He went southwards and dwelt in Sussex, where his genius for hard work found scope in a mission to the Saxons of the south lands, and where he built and founded more churches and monasteries. Readers of “Rewards and Fairies” will have made acquaintance with Wilfrid in his Sussex wanderings and hardships. On his recall to the North by King Aldfrith, he returned to Hexham. On the death of Aldfrith, the new King, Edwulf, banished Wilfrid once more, ordering him to leave the kingdom within six days; but the friends of Aldfrith’s young son, whom Edwulf had dispossessed, obtained the ascendancy, and Wilfrid was re-instated in his Abbeys of Hexham and Ripon.
While on his way back from Rome, on his last visit, Wilfrid had a severe illness, but was granted a vision in which he was told that he had four years more to live, and that he must build a church to the honour of the Blessed Virgin. The little church of St. Mary, which stood close to the walls of the great Abbey of Hexham, was erected in fulfilment of this command.
In the Abbey church itself, all that was known for centuries of the original work of Wilfrid was the famous crypt, which is almost unique, that of Ripon, also the work of Wilfrid, being the only one like it; but recent excavations have brought much more of the ancient cathedral to light, and laid bare, not only its original plan, but some of the walls, and part of the very pavement trodden by the feet of Wilfrid and his fellows so many centuries ago. The tomb of Wilfrid, however, is not at Hexham, but at his other foundation of Ripon.

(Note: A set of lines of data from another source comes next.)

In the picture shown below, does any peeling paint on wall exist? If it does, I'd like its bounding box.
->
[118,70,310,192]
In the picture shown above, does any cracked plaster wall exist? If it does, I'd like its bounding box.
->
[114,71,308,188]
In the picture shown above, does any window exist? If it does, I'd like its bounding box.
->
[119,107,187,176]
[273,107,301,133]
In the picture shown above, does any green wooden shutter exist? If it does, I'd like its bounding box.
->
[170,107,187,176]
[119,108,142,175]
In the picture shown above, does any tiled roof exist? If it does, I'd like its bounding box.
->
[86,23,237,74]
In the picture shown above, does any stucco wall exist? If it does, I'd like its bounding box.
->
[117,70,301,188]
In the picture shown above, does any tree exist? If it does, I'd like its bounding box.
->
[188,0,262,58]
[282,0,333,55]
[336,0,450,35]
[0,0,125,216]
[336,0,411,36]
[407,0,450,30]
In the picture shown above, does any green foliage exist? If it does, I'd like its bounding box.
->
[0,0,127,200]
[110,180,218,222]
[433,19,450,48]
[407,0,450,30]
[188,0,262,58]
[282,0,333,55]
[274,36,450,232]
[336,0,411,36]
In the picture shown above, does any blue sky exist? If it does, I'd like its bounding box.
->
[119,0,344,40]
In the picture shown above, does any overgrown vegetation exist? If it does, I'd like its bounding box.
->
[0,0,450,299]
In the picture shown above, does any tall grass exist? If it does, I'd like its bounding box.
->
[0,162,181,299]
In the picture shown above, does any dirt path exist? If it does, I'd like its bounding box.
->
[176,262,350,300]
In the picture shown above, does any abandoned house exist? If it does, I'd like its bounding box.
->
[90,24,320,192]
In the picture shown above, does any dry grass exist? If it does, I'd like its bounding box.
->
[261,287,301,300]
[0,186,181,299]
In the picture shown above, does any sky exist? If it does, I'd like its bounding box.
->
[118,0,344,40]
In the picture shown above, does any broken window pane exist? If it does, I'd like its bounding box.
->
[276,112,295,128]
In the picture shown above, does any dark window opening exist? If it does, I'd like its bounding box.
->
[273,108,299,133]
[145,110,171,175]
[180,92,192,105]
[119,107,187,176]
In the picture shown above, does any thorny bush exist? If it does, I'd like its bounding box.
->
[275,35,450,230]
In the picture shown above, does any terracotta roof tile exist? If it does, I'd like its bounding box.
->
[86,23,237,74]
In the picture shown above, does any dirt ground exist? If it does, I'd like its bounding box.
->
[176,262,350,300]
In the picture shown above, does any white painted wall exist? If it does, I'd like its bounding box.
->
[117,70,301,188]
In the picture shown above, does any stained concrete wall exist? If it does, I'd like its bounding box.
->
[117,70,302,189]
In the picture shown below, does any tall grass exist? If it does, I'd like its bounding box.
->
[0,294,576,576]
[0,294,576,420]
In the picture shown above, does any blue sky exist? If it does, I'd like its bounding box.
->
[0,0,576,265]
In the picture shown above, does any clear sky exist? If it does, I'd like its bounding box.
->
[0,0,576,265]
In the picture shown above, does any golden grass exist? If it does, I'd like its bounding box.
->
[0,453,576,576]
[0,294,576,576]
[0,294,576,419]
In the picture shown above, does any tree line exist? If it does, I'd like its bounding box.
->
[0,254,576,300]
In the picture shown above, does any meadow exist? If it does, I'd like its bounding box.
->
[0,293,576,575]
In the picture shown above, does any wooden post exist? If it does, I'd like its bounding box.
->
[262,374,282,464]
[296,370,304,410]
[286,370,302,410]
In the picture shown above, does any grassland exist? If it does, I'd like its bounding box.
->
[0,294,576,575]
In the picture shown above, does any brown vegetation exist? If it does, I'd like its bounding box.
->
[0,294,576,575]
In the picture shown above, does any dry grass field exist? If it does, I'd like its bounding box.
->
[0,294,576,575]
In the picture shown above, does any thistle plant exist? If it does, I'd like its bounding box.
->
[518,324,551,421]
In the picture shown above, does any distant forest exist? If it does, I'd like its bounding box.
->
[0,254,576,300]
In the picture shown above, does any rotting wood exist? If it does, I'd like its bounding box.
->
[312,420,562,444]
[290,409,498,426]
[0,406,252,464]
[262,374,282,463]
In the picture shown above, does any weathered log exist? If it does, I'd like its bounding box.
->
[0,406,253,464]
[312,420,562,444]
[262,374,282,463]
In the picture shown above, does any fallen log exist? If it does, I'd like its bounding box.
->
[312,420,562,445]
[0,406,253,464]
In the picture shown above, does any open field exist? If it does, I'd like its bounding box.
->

The ancient Abbey suffered much at the hands of the Danes, and in later years from the ravages of the Scots, having been burnt several times, notably in 1296, when 40,000 Scots ravaged the North of England, plundering, burning, and laying waste wherever they went, exactly as the Danes had done four hundred years before. Some of the stones of the old Abbey yet bear traces of the fires by which the ancient building was so often nearly destroyed, and in these frequent conflagrations all records, charters, etc., of the Abbey, from which might have been compiled a complete history, not only of the Abbey but of much of the provincial and national history of the times, were lost.

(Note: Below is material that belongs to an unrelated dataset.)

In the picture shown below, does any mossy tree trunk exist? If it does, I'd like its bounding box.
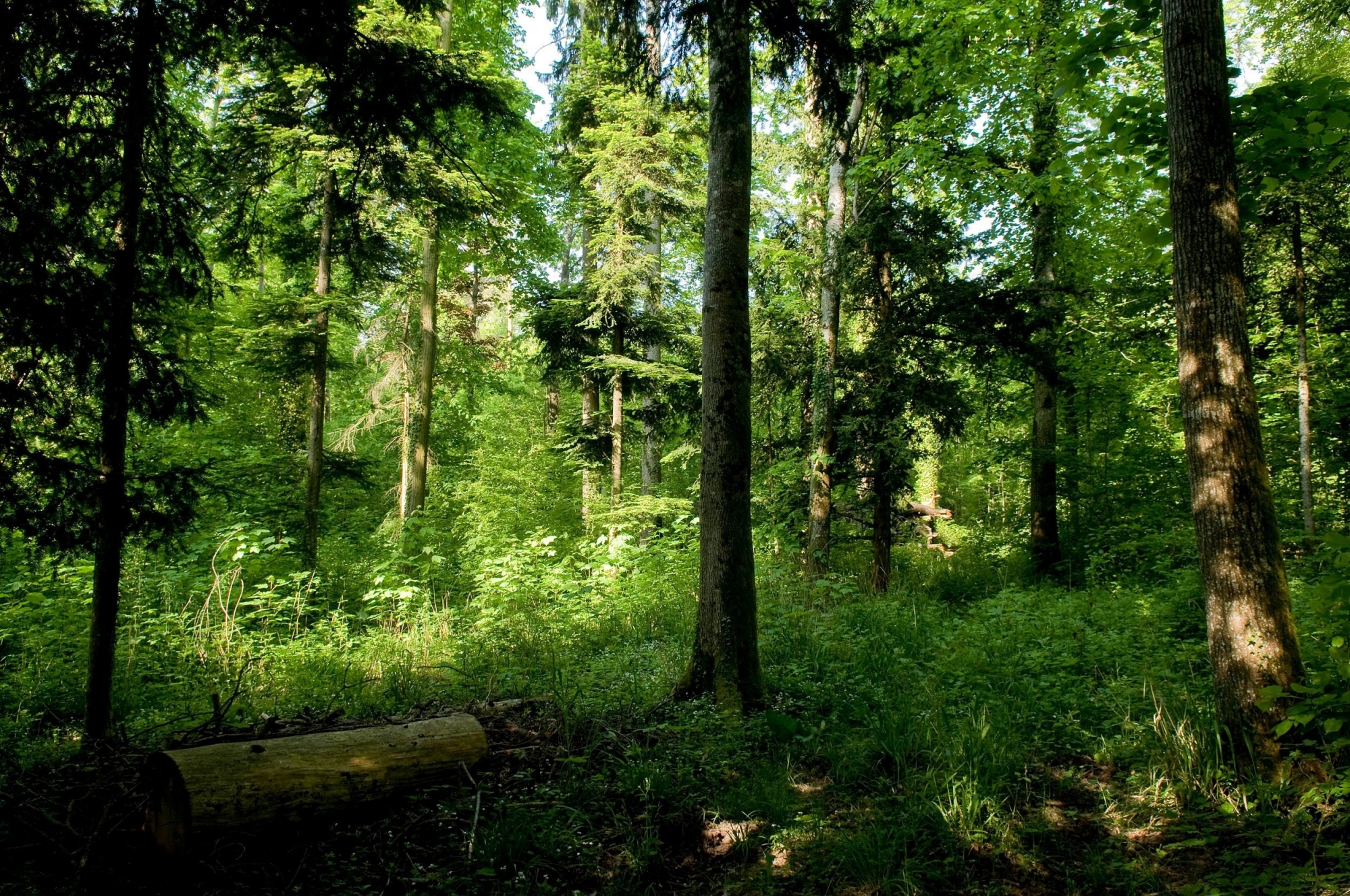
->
[1162,0,1301,769]
[676,0,764,711]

The Abbey was restored and rebuilt again and again, but for varying reasons was without a nave for some hundreds of years. Within the last ten years, however, a complete restoration has been carried out, under the loving, and, what is more to the point, the capable superintendence of Canon Savage and his colleagues, in the spirit and manner, as nearly as possible, of the beautiful portions already standing; and several disfiguring so-called “restorations” of nineteenth century work, which could only detract from the beauty and dignity of the noble building, have been removed entirely. This work was completed in 1908, and all who have the honour of our famous county at heart must rejoice that its noblest church is at last more worthy of its own high rank and glorious past.